“A company’s strategy is a human construction.” Read that line again. One of the most overlooked aspects of stock analysis and most difficult to parse is a company’s leadership, especially the CEO. The quoted line above came from a 2006 academic study on CEOs and excessive narcissism. The Summly brief would be that CEOs (and powerful top management) who are excessively narcissistic damage their companies through risk appetite, excessive compensation, and craving for the limelight.
In 2009 Motley Fool founders David and Tom Gardner wrote in The Million Dollar Portfolio that “senior leadership is critical to a company’s performance,” and honed in on fancy homes and headquarters as red flags. Recent commentary on rogue CEOs and corporate leaders have focused on insider sales, paying up for acquisitions, etc. But what it boils down to is what used to be called limelight fever, an overwhelming need for attention.
Several leaders immediately come to mind — Martha Stewart of Martha Stewart Living Omnimedia, Inc. (NYSE:MSO) , Marc Pincus of Zynga Inc (NASDAQ:ZNGA) , and Mark Zuckerberg of Facebook Inc (NASDAQ:FB) .
So not a good thing
Martha Stewart, the founder of eponymous Martha Stewart Living Omnimedia, Inc. (NYSE:MSO), had the hubris to ink merchandising deals with competing department stores, Macy’s, Inc. (NYSE:M) and J.C. Penney Company, Inc. (NYSE:JCP). This is an example of risk appetite that backfired. Her constant exposure in the media could be seen as beneficial to a media company but begs the question, is this attention seeking and does it reach the point of an alienating overexposure?
Another red flag, is the CEO difficult to work with? An intimidating and grandiose CEO can cow a weak board to pass initiatives that are against company and shareholder interests, such as excessive compensation and expensive acquisitions.
Another problem of note with leaders who are too big for their britches is they are notoriously difficult to work with. Excessive management turnover is a good diagnostic tool. Although Martha Stewart herself is not CEO as non-executive chairman, she receives $5.46 million in compensation compared to the $456,000 for interim Principal Executive Officer Daniel Taitz.
Excessive risk appetite and excessive turnover seem to be at work at Martha Stewart Omnimedia. The stock has cratered from a high of $35.00 in 2004 to under $3.00. It has a negative EPS of $0.83 and it has the highest (i.e. worst) corporate governance risk score of 10. Considering its negative profit margin of -28.38% and negative return on equity of -46.37%, it’s surprising the short interest isn’t higher than 4.63%.
Note: increase your due diligence anytime you see eponymous describing a company.
Citizen Zuckerberg
Certain industries attract those with limelight fever. Media has traditionally been a magnet for the attention seeking. Citizen Kane is a must-see film for those investing in media. Charles Foster Kane, based on publishing magnate William Randolph Hearst, builds a media empire then thirsts for political office.

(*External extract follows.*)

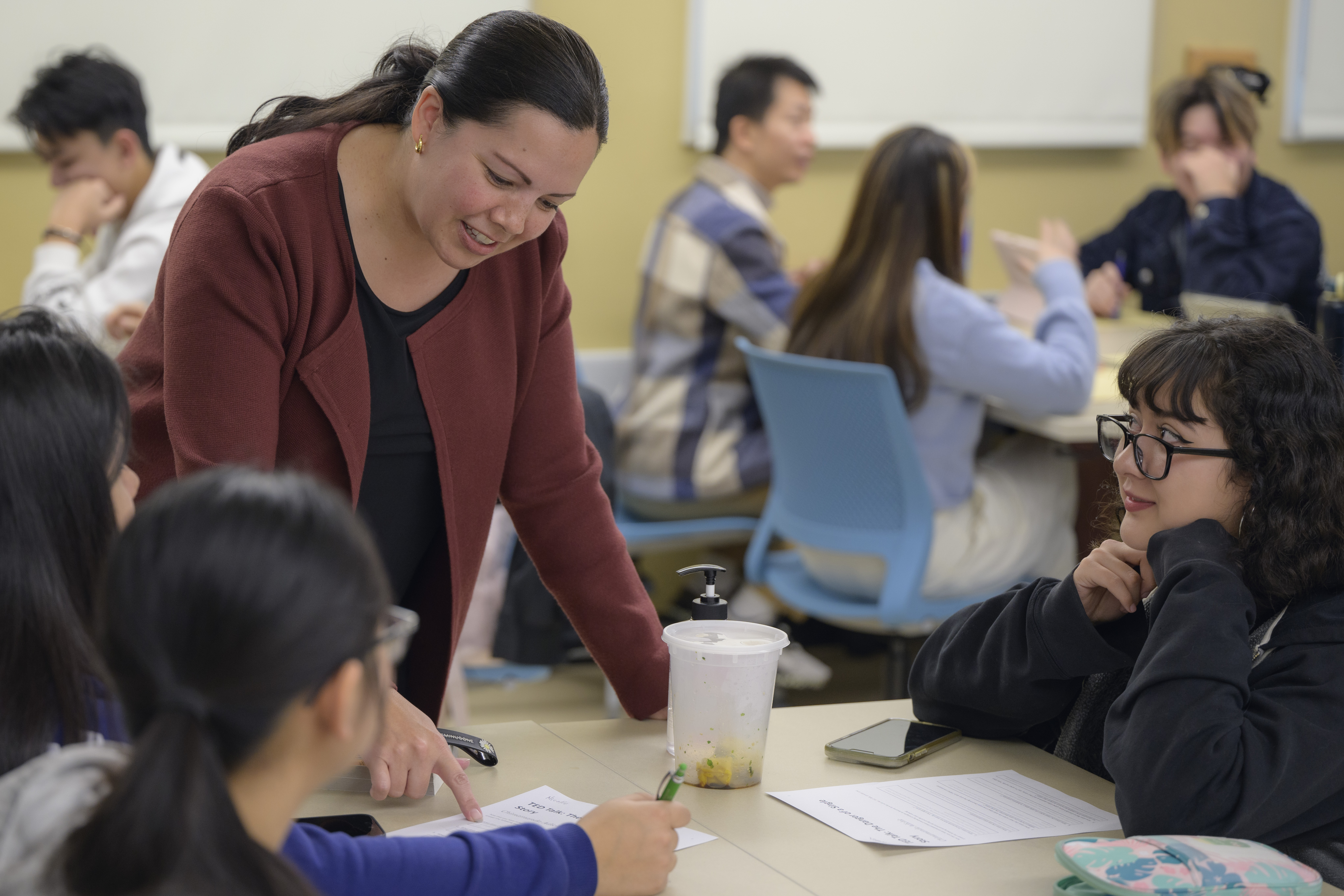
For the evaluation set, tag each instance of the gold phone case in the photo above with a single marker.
(890, 762)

Maybe this resonates with Facebook Inc (NASDAQ:FB) shareholders after news that Mark Zuckerberg is getting involved in immigration reform. Zuckerberg’s support of immigration reform may actually be beneficial to the company so some of the brightest minds born elsewhere can work for Facebook. Fellow Fool Adem Tahiri’s post Facebook’s Executive Team Has ADHD argued Zuckerberg’s political interests are diffusing his focus on Facebook.

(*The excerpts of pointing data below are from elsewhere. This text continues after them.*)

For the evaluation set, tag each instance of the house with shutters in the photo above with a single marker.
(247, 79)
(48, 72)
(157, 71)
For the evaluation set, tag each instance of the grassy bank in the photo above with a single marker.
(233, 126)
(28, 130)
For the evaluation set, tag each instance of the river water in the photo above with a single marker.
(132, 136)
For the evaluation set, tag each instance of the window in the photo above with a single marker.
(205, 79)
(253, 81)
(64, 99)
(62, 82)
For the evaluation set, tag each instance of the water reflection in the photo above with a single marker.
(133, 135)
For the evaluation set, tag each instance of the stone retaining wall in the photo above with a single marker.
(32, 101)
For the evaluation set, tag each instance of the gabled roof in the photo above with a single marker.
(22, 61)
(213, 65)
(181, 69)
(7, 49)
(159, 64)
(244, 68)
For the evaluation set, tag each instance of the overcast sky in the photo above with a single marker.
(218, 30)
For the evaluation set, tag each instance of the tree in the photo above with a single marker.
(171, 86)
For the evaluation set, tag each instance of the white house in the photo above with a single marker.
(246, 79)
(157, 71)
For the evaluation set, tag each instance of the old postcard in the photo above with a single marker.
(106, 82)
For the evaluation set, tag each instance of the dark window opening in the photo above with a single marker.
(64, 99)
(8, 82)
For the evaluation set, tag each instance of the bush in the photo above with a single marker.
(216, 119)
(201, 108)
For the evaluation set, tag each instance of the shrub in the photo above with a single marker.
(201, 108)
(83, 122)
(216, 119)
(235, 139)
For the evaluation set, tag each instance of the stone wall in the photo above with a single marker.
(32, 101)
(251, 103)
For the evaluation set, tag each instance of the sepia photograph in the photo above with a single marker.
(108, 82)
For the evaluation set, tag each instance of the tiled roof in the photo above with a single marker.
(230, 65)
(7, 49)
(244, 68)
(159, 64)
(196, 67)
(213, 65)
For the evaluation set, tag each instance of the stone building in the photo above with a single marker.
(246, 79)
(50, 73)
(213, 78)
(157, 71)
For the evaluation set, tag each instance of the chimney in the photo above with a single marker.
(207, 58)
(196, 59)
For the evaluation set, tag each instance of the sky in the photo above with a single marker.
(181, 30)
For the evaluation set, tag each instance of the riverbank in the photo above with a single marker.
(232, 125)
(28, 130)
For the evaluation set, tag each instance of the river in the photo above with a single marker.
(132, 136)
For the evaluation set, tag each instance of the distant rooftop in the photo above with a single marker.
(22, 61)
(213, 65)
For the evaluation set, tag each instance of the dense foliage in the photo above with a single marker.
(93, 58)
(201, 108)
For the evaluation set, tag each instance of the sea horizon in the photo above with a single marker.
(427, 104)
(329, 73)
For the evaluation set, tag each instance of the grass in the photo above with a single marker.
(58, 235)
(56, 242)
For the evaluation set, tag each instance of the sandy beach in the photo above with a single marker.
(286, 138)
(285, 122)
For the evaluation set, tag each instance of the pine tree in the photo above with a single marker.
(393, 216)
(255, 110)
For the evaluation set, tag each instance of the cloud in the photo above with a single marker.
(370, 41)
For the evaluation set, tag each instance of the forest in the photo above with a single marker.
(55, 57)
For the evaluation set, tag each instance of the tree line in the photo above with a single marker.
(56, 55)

Rather than ADHD, what Mark Zuckerberg has instead is the virulent form of limelight fever. Zuckerberg’s personality as delineated in The Social Network aside, there are other symptoms like the decision to purchase Instagram before the IPO debut. The New York Times wrote Instagram was reportedly valued at $500 million before Facebook Inc (NASDAQ:FB) bought it for $1 billion in cash and Facebook shares.
There was his selling shares after lockup expiration that hit the stock so hard a press release months later announced he wouldn’t sell any more shares for a year. The stock rose 6% on the news.
Since its IPO last May the stock is still down 40% from its $45.00 high on May 18. The P/E with earnings of two cents comes to 1780.0. However, the PEG is only at 1.54 and the forward P/E comes down to 33.53. Its profit margin at 1.04% is certainly not a compelling reason to get in, not when compared with Yahoo! Inc. (NASDAQ:YHOO)‘s 82.55% profit margin.